Then we can also improve the way we do our investments by working more closely with the European Union. And this is really something I welcome that we have been able to strengthen the cooperation with the European Union in so many different ways and not only was I the first to receive the Global Strategy from Federica, but one of the first, as we started almost the same day and we have been together not every day since but I think there’s hardly anyone else I met so much as Federica and I also now working more and more with Elzbieta.  And I think that reflects a true will both in the European Union and NATO to work together and to overcome some of the obstacles and to find pragmatic solutions for many different reasons but when I speak about defense industry this is also important for your industry. And we know that for instance several European nations are now working together on a multi-role air refuelling tankers that will serve both NATO and the European Union and we know that Denmark is in the lead when it comes to developing precision guided munition together with several other European countries. So there are some examples where we are able to work together and this is also part of what we do together with the European Union.
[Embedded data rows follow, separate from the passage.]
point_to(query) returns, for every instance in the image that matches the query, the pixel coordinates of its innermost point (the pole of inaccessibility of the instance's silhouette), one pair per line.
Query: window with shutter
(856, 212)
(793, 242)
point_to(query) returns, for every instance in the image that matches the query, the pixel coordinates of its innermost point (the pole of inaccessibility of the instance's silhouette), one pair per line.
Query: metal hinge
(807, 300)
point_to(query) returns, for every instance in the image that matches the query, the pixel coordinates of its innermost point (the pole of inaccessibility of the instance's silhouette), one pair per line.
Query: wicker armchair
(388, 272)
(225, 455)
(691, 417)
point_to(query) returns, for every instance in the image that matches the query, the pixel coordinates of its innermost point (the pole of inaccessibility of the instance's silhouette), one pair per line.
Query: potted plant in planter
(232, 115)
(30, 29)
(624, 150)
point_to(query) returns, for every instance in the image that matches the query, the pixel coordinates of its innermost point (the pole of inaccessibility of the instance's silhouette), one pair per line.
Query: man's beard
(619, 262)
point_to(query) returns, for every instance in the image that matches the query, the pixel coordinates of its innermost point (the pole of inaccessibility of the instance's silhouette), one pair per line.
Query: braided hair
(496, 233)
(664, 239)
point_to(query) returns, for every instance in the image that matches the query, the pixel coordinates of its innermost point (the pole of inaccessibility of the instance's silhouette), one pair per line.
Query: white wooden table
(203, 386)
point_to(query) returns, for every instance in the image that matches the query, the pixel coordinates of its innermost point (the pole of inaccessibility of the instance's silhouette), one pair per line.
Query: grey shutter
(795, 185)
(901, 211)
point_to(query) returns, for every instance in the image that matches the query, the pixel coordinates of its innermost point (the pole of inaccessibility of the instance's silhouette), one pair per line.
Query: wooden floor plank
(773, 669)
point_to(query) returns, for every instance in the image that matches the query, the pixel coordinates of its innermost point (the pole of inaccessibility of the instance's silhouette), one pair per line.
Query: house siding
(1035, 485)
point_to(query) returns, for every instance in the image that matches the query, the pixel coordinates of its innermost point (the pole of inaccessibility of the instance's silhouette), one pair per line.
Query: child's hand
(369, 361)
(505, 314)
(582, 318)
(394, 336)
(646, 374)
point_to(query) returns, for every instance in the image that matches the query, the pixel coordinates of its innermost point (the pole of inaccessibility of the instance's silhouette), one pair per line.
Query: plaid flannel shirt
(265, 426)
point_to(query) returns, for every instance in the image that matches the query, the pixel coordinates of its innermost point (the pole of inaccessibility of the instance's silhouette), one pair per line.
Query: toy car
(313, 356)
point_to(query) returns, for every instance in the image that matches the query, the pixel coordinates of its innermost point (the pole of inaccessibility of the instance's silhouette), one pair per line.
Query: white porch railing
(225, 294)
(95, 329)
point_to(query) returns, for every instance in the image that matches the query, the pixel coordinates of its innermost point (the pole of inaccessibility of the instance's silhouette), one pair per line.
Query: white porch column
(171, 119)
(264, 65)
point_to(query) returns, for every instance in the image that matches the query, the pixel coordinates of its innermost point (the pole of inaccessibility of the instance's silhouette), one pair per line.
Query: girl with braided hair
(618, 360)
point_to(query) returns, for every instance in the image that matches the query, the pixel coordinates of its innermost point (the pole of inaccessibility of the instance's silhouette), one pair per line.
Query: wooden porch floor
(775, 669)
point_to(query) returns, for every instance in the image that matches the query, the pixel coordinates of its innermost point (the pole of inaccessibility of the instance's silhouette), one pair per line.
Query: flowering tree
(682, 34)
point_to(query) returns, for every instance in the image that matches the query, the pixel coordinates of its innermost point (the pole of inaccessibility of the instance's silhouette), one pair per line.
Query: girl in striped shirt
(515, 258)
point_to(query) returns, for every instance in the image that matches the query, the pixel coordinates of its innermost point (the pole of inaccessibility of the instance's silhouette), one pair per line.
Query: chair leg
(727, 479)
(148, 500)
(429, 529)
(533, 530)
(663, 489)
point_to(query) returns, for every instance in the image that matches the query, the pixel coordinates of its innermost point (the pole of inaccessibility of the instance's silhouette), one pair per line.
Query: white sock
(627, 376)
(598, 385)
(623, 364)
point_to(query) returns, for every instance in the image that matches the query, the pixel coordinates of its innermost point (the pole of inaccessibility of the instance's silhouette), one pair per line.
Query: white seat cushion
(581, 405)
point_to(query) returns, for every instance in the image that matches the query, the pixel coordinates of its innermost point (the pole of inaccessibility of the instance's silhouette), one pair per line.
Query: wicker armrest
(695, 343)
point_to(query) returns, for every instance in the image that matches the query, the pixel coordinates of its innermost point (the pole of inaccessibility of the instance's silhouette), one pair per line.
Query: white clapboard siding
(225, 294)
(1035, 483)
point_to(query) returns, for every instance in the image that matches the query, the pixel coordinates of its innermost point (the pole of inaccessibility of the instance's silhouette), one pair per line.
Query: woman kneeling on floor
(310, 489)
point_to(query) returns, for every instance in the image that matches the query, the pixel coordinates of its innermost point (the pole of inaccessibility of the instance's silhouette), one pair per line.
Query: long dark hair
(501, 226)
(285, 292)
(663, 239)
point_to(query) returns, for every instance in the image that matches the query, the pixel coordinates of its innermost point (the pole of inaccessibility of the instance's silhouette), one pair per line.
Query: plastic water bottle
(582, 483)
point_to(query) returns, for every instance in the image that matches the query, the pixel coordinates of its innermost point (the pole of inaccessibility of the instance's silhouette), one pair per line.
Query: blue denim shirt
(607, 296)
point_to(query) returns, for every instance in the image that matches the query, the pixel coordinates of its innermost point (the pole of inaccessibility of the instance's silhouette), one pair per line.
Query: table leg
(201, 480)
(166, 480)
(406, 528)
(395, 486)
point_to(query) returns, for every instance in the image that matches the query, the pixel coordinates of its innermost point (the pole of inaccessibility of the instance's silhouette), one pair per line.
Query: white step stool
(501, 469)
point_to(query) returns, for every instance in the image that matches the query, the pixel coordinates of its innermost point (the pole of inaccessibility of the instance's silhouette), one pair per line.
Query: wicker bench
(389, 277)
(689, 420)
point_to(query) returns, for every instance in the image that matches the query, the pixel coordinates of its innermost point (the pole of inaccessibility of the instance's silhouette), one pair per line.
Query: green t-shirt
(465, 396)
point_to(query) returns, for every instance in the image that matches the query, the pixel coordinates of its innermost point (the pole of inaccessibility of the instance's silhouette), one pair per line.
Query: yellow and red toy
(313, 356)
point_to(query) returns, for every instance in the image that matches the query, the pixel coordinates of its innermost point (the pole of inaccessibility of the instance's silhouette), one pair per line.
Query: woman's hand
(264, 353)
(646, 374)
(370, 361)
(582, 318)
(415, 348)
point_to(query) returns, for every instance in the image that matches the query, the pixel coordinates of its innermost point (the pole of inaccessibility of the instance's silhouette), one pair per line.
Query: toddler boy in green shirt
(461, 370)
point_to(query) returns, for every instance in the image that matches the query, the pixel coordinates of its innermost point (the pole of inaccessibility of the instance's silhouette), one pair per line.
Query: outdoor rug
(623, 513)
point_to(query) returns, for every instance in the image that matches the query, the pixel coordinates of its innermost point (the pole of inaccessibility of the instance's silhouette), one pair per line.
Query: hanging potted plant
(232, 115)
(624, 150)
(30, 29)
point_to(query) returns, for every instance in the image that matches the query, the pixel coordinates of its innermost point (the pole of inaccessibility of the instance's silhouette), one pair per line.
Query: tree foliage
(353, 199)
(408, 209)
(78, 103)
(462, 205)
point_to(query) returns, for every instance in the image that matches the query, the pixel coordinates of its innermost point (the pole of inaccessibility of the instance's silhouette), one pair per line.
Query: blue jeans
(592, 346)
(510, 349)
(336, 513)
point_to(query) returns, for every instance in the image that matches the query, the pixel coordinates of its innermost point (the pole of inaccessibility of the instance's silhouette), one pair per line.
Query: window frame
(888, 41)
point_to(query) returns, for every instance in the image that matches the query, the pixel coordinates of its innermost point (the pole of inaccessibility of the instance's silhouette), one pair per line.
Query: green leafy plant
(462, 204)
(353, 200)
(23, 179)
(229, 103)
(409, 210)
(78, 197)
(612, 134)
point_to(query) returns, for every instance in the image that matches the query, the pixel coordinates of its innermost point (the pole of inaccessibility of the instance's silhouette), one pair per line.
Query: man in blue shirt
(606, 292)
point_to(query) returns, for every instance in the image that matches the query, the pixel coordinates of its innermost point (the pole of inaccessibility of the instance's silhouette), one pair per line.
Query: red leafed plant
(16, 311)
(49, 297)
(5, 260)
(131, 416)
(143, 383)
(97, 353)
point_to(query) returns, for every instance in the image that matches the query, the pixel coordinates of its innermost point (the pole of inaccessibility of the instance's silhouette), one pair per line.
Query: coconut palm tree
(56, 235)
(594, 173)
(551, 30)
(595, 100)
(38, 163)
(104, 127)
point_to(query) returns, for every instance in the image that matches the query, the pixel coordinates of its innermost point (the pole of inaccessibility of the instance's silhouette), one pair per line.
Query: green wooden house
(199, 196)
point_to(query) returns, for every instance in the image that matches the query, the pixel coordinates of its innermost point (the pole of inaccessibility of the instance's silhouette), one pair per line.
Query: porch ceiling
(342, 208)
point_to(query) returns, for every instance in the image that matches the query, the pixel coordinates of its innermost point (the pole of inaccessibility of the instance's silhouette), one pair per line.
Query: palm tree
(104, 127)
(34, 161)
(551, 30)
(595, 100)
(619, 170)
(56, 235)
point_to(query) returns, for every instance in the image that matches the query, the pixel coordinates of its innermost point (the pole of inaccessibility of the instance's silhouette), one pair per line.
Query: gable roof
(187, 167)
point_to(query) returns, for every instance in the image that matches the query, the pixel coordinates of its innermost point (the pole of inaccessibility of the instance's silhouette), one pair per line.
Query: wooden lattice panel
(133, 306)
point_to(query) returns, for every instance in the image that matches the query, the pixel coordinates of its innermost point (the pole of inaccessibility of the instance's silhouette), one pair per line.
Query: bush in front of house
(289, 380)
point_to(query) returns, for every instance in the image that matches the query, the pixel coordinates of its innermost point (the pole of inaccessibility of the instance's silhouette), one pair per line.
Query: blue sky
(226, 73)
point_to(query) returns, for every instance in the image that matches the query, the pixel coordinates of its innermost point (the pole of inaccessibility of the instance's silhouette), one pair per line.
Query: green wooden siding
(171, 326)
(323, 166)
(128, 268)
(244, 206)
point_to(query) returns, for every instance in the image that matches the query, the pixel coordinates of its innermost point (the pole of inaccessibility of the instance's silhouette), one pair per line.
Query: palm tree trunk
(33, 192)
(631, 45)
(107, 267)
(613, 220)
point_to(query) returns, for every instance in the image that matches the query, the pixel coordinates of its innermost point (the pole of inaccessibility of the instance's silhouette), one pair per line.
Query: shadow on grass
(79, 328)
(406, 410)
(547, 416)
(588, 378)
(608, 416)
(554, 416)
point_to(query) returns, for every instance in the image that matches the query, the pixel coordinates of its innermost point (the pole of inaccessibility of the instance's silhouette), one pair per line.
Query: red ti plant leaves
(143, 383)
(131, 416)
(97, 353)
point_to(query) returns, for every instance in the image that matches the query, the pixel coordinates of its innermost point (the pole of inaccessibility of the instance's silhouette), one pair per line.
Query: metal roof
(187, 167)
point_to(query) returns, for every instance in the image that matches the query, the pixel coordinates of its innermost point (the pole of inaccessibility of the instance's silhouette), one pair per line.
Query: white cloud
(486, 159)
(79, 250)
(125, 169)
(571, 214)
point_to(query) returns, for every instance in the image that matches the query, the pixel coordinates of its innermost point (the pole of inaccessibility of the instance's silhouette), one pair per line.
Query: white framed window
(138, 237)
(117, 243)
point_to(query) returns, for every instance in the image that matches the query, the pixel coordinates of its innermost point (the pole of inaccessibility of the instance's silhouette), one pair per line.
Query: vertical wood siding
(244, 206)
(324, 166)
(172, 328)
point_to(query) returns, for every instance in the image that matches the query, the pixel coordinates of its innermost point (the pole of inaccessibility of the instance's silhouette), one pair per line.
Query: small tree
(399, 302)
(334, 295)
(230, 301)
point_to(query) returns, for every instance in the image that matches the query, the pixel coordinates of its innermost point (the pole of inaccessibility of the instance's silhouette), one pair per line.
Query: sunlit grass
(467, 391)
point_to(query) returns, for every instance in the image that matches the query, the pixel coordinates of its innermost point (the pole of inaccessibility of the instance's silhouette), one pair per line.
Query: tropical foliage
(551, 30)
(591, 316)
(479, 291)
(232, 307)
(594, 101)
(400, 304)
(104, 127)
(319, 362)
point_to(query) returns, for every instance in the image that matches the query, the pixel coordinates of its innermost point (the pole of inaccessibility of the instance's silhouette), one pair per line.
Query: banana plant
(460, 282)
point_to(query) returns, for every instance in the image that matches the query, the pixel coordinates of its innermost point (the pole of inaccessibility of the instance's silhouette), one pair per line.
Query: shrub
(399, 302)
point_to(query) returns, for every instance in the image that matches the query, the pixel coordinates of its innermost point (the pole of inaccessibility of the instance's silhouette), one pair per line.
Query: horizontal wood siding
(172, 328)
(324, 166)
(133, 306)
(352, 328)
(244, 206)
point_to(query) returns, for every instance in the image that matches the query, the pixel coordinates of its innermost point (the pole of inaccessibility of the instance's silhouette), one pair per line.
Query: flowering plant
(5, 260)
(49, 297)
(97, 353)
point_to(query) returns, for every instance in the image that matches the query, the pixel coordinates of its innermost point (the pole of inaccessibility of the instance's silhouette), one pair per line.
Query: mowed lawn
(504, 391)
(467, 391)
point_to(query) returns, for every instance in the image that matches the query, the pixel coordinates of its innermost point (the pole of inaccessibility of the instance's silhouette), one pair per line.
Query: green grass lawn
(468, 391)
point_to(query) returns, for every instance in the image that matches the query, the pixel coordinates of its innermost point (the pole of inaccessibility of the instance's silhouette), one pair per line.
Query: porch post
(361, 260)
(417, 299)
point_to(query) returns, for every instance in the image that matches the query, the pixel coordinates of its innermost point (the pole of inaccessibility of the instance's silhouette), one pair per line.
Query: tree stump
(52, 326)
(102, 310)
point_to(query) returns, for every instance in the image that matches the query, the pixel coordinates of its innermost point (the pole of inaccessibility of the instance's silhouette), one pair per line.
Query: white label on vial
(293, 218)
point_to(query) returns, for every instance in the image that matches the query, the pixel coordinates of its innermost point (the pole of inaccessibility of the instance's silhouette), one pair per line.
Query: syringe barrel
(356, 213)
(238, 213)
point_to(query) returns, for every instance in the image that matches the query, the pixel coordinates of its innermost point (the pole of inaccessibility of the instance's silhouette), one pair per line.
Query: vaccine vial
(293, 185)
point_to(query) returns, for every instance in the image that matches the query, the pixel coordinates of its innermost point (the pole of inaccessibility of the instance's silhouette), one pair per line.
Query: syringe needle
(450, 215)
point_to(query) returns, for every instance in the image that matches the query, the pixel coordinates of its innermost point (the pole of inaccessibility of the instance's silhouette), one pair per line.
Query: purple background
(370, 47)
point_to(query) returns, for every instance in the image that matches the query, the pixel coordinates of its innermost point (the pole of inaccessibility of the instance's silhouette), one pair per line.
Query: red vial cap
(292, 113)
In July I signed a declaration together with President Junker and President Tusk - it’s a declaration about NATO-E.U. cooperation in many different fields. Federica mentioned some of them but one of the areas where we have decided to work together is capabilities and Federica and I are now working on the implementation follow up and we will present our conclusions in December and she told me when we went into this room that we are, what should I say, making good progress so I always trust Federica so this is going to go good. So, Federica and I are working on the implementation of the declaration and one of the issues we are addressing is exactly how we can also make some progress on capabilities and close cooperation in the development of capabilities between NATO and the European Union. And we are going to present our conclusions in December and we will then start to turn the declaration into concrete actions and the NATO Foreign Ministers will be asked to approve an implementation plan when they meet in December and we are preparing that meeting in December.

So, let me end by stating once again that the defense industry is full of capable people and by harnessing their talents and ideas and by putting the most advanced technologies in the hands of our brave men and women in uniform and by working more effectively together we are all more secure and therefore I appreciate so much this cooperation with the defense industry. Thank you.